Thierry Solère le 14 février 2017 à l'Assemblée nationale à Paris

Thierry Solère le 14 février 2017 à l'Assemblée nationale à Paris

Selon plusieurs conseillers régionaux cités par l'AFP, Thierry Solère aurait été poussé à la démission de la présidence du groupe LR au Conseil régional d'Île-de-France par ses collègues.

Thierry Solère, par ailleurs proche de l'actuel ministre de l'Économie Bruno Le Maire, compte en effet parmi les signataires de l'appel des élus LR et UDI à saisir "la main tendue" par le président de la République et à "adopter (une) démarche constructive" pour le pays.

Solère, député sortant LR, a remis sa démission en fin de matinée, officiellement pour se consacrer à sa campagne des élections législatives dans les Hauts-de-Seine. "Je vais me consacrer pleinement aux législatives dans la 9e circonscription des Hauts-de-Seine dans laquelle je suis le candidat investi par les Républicains", assure l'intéressé, alors que Valérie Pécresse, présidente de la Région lui a assuré son soutien pour le scrutin à venir. Othman Nasrou, jusqu'alors vice-président de la Région, va assurer la présidence du groupe jusqu'aux prochaines élections. "Il n'y a pas de remous, il y a eu une discussion naturelle", "un large consensus", a poursuivi celui qui devrait être élu officiellement à la tête du groupe.

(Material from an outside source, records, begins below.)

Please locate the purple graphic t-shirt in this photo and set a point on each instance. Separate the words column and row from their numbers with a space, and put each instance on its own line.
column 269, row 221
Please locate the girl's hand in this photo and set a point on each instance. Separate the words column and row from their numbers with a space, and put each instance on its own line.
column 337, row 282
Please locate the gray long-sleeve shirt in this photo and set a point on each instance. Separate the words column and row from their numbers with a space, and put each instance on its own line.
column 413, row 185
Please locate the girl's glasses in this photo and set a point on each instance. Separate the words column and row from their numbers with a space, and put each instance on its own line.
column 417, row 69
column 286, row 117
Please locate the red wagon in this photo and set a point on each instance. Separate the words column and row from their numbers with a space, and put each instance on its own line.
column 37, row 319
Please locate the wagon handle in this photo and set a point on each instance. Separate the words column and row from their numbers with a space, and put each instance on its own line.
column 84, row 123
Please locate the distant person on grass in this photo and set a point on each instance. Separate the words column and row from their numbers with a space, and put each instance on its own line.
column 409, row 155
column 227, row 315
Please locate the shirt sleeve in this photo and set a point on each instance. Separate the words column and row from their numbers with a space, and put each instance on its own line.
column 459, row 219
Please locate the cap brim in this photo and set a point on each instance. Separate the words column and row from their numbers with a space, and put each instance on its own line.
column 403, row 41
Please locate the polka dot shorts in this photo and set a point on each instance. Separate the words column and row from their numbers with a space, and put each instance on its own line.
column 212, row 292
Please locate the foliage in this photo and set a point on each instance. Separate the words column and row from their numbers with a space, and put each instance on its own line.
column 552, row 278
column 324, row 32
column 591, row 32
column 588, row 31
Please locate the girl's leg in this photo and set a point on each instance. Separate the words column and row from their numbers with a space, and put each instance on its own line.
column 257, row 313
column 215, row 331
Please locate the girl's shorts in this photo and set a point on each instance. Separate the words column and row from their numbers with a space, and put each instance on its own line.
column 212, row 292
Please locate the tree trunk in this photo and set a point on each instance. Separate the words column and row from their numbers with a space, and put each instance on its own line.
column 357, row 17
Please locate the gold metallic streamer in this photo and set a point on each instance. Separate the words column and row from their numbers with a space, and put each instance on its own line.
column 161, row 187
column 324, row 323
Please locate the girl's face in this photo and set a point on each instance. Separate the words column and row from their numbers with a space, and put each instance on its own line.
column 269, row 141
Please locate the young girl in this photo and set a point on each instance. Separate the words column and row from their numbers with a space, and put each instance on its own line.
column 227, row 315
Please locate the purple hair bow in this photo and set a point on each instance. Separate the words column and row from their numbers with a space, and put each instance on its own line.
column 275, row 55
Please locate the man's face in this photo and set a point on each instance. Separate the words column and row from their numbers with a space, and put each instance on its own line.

Les élus du groupe " ont exprimé le souhait d'avoir un président qui soit là tout le temps ", ajoute un autre élu, évoquant les absences régulières de M. Solère en séance. "Je ne suis pas candidat aux législatives". "Il lui a réaffirmé tout son entier soutien pour la politique régionale menée", a précisé dans un communiqué Valérie Pécresse, qui "a pris acte de sa décision et lui a redit son soutien pour ses futures élections législatives".

Malgré son investissement d'ampleur lors de la présidentielle - comme organisateur de la primaire de la droite d'abord puis comme porte-parole de la campagne de François Fillon -, l'intérêt montré par Thierry Solère à l'égard de La République En Marche pourrait lui coûter cher. Au sein du groupe LR, un membre assure qu'il s'agit bien d'une "éviction en douce".